Confiança absoluta
A nossa vida decorre, no geral, de forma bastante superficial. Poucas vezes nos atrevemos a entrarmos em nós mesmos. Produz-nos uma espécie de vertigem aproximar-nos da nossa interioridade. Quem é esse estranho que descubro dentro de mim, cheio de medos e interrogações, faminto de felicidade e farto de problemas, sempre em busca e sempre insatisfeito?
Que postura adotar ao contemplar em nós essa mistura estranha de nobreza e miséria, de grandeza e pequenez, de finitude e infinitude? Entendermos o desconcerto de Santo Agostinho, que, questionado pela morte do seu melhor amigo, reflexiona sobre a sua vida: «Converti-me num grande enigma para mim mesmo».

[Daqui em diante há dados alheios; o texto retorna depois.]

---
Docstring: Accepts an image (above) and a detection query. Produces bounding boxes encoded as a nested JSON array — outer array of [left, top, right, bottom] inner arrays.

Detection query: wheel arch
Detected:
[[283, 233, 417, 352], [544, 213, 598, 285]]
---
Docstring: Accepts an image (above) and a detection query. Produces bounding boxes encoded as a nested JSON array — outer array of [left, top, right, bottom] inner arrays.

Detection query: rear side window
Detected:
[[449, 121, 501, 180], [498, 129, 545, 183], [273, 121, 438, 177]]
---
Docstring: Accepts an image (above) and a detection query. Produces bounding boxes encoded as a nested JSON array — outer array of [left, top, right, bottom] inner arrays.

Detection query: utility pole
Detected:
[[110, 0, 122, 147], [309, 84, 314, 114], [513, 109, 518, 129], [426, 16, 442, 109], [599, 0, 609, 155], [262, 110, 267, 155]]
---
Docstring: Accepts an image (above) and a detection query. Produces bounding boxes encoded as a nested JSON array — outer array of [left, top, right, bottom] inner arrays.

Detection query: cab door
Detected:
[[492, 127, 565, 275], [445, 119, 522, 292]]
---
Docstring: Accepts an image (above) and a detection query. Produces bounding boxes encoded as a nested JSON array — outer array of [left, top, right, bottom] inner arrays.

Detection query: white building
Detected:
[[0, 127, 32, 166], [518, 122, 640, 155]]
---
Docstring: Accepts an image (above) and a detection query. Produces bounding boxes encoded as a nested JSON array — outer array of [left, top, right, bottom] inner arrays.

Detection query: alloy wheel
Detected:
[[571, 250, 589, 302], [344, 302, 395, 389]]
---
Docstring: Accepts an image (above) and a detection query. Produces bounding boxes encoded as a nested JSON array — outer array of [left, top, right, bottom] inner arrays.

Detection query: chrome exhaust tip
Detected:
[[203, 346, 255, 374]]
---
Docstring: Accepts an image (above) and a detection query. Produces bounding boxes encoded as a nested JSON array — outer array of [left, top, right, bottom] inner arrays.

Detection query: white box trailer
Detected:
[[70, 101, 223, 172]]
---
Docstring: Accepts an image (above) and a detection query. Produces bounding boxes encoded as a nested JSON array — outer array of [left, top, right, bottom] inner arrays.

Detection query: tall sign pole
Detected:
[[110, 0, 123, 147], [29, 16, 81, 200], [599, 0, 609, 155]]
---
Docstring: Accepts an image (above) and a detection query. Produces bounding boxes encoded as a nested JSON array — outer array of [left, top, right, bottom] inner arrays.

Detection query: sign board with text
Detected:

Há uma primeira postura possível. Chama-se resignação, e consiste em nos contentarmos com o que somos. Instalar-nos na nossa pequena vida de cada dia e aceitar a nossa finitude. Naturalmente, para isso temos de abafar qualquer rumor de transcendência. Fechar os olhos a qualquer sinal que nos convide a olhar para o infinito. Permanecer surdos a todas as chamadas provenientes do Mistério.
Há outra atitude possível ante a encruzilhada da vida. A confiança absoluta. Aceitar na nossa vida a presença salvadora do Mistério. Abrir-nos a ela do mais fundo do nosso ser. Acolher a Deus como raiz e destino do nosso ser. Acreditar na salvação que se nos oferece.
Só desde essa confiança plena em Deus Salvador se entendem essas desconcertantes palavras de Jesus: «Quem vive preocupado com a sua vida a perderá; pelo contrário, quem não se agarre excessivamente a ela a conservará para a vida eterna». O decisivo é abrir-nos confiadamente ao Mistério de um Deus que é Amor e Bondade insondáveis. Reconhecer e aceitar que somos seres «gravitando em torno a Deus, nosso Pai. Como dizia Paul Tillich, «aceitar ser aceitos por Ele».